Il est tour à tour repère temporel, symbole de renouveau, vecteur d’éducation et gardien de l’équilibre social.
Bien plus qu’un simple signal annonçant le jour, ce chant matinal est chargé de sens.
Il rythme l’existence quotidienne, transmet des valeurs essentielles et protège la communauté, incarnant ainsi la sagesse ancestrale de tout un peuple.
Dans l'ensemble des six (06) cercles que compte la région de Dioïla,son importance socio-culturelle est profonde.
Il sert de repère pour organiser la journée.
Par exemple, un cultivateur attend souvent ce signal pour se rendre au champ, l’interprétant comme l’indication du début de la matinée.
Le premier chant du coq agit donc comme une horloge naturelle, structurant les activités rurales avant même que le soleil ne se lève.
Ce chant incarne aussi la lumière et le renouveau.
Au-delà de son rôle pratique, il incarne une dimension spirituelle, car il annonce l’aube, donc l’arrivée de la clarté, et par là, la libération, le passage des ténèbres à la lumière.
Cette symbolique fait de lui un animal sacré, associé à la victoire sur les forces obscures et au recommencement de chaque jour.

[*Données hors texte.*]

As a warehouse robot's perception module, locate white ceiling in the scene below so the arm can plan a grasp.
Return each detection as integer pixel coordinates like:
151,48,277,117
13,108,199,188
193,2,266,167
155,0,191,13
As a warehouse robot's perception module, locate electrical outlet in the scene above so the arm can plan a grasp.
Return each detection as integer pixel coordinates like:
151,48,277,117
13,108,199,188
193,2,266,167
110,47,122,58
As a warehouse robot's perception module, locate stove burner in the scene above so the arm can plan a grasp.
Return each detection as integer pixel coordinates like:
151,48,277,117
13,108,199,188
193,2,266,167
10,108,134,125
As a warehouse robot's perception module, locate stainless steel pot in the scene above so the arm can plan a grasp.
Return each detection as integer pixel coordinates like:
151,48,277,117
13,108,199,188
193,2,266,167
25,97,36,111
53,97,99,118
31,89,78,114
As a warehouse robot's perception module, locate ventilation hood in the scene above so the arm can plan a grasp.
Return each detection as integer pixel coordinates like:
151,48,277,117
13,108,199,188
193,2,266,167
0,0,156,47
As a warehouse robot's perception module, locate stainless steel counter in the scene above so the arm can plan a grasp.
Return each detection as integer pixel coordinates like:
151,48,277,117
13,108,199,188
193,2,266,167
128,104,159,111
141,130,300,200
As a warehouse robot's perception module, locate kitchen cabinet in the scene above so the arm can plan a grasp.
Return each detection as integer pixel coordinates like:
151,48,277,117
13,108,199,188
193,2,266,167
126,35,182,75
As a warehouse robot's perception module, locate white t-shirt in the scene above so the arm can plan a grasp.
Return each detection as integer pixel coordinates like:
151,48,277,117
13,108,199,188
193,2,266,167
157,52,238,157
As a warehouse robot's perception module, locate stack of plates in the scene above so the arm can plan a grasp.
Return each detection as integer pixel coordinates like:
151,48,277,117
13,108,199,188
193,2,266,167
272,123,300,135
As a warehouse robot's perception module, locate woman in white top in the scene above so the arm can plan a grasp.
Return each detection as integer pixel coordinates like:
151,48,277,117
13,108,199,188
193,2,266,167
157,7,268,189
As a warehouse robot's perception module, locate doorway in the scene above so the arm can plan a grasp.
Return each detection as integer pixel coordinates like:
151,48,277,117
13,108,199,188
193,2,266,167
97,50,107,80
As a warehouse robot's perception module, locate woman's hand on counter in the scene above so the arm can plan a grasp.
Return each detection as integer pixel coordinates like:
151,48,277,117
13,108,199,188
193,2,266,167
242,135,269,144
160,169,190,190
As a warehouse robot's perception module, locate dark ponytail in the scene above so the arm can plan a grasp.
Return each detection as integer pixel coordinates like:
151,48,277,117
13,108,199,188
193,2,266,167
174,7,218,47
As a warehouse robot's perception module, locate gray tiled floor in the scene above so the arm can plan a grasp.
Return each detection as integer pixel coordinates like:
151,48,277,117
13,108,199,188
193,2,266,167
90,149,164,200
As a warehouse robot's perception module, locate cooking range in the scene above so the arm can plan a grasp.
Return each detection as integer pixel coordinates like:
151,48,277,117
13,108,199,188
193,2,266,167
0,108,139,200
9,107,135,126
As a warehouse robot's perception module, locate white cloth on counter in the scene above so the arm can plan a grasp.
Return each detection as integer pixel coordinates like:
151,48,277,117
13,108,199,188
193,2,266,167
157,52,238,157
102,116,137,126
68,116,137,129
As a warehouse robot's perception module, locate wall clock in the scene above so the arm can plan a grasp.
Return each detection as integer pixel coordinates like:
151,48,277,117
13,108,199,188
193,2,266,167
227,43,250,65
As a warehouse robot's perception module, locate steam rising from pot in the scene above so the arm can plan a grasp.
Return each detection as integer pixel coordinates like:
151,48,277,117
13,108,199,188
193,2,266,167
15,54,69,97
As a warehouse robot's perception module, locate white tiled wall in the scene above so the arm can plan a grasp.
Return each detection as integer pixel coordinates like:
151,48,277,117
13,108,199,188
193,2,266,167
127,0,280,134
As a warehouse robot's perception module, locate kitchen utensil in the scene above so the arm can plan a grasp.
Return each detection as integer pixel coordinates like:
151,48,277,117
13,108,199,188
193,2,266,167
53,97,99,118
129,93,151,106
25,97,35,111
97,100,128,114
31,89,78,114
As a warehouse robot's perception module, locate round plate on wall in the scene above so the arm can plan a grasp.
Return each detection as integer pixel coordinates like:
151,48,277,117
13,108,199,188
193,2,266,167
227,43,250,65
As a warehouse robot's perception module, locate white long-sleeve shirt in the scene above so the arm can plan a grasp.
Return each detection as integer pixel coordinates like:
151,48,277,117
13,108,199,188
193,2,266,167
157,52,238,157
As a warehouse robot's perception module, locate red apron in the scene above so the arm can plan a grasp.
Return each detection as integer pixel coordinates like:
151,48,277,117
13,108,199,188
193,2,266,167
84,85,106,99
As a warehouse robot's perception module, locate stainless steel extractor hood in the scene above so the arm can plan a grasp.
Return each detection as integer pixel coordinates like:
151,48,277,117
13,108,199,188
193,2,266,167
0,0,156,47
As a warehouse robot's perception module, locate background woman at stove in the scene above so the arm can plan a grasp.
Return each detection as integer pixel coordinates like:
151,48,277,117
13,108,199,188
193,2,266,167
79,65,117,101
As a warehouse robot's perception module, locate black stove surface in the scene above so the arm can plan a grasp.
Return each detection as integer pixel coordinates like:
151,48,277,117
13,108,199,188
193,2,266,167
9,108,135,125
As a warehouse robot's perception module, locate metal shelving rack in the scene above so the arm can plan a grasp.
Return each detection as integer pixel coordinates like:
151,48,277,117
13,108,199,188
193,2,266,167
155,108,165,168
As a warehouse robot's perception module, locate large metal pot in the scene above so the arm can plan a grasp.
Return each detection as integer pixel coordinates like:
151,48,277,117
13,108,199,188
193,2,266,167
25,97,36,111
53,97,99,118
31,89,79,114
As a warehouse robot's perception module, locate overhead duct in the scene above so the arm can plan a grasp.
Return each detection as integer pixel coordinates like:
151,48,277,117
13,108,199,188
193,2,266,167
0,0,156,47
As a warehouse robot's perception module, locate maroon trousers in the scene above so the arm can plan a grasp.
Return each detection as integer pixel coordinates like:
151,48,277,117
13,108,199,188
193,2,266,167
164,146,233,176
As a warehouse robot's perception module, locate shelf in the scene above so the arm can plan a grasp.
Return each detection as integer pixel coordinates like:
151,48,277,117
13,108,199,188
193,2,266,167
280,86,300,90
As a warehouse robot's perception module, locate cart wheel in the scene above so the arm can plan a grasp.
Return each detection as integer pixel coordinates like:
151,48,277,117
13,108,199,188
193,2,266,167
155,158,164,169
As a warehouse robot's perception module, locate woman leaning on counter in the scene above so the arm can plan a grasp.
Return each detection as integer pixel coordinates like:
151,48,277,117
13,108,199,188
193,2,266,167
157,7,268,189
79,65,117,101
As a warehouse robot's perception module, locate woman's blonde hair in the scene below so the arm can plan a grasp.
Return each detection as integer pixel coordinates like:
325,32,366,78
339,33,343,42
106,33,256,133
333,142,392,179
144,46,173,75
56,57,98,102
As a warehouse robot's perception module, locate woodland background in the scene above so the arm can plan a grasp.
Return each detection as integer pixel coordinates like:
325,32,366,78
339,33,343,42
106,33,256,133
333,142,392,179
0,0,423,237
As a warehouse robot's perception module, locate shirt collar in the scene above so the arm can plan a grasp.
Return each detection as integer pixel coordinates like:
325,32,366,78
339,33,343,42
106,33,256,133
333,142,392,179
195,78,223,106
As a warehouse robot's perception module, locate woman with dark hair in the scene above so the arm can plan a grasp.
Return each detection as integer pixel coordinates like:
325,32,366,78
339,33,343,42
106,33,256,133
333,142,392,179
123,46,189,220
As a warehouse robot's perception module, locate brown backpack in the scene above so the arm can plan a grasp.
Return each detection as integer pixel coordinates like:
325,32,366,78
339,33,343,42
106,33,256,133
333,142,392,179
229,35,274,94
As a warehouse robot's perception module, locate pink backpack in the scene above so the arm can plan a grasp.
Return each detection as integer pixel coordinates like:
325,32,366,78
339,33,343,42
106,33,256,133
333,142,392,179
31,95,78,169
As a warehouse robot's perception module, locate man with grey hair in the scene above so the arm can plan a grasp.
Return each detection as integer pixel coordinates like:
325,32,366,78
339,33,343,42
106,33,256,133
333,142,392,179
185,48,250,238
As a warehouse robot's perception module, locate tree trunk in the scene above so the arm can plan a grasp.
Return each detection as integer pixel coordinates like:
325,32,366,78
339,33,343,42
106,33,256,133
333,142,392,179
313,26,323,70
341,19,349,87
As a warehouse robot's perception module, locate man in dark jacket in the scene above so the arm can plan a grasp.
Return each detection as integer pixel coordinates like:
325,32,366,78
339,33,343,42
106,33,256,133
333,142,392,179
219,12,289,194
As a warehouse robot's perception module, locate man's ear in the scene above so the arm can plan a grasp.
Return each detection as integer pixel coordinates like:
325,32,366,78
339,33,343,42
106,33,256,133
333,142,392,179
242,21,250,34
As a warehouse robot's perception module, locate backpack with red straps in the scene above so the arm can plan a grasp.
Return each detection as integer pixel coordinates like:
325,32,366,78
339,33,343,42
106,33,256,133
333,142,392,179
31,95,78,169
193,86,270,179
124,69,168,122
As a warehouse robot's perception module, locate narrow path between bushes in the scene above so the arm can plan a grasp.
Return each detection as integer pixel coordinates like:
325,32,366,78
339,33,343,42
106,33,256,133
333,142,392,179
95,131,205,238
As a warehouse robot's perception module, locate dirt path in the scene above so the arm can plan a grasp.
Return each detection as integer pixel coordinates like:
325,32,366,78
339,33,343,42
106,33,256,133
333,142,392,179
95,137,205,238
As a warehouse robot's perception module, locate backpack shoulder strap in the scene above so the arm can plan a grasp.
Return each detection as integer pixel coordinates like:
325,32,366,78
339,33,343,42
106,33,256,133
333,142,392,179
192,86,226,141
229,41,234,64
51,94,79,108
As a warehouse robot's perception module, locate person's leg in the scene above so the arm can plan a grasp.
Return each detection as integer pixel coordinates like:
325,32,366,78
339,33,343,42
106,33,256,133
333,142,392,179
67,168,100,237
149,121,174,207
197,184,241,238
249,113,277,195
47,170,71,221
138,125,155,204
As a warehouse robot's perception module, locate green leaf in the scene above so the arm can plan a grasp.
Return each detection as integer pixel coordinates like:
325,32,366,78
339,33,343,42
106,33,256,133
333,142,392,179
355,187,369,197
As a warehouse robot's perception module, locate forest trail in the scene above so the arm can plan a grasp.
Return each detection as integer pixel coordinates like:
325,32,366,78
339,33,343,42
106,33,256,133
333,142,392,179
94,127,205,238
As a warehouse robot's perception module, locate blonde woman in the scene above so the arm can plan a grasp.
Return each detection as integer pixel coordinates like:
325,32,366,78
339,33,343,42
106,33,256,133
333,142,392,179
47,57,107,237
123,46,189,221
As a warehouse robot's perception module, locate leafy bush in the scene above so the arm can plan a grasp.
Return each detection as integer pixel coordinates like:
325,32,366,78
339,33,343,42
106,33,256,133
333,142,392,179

Selon une tradition du Banico, tout enfant qui perd une dent de lait doit la jeter, durant la nuit, sur le chemin menant à la famille d’origine de sa mère ; le lendemain, celle-ci se transforme en coq blanc.
Cette croyance renforce les liens familiaux et nourrit l’imaginaire des enfants.
Par ailleurs, les contes populaires expliquent pourquoi le coq chante chaque matin, inculquant aux jeunes des valeurs de courage, de persévérance et de responsabilité.
Enfin, dans la riche culture malienne, le chant du coq est aussi perçu comme un moyen de chasser les mauvais esprits et de rétablir l’ordre.
Par Monsieur Broulaye TRAORE, Administrateur du Tourisme, Directeur Régional du Tourisme et de l'Hôtellerie de Dioïla, la prodigieuse.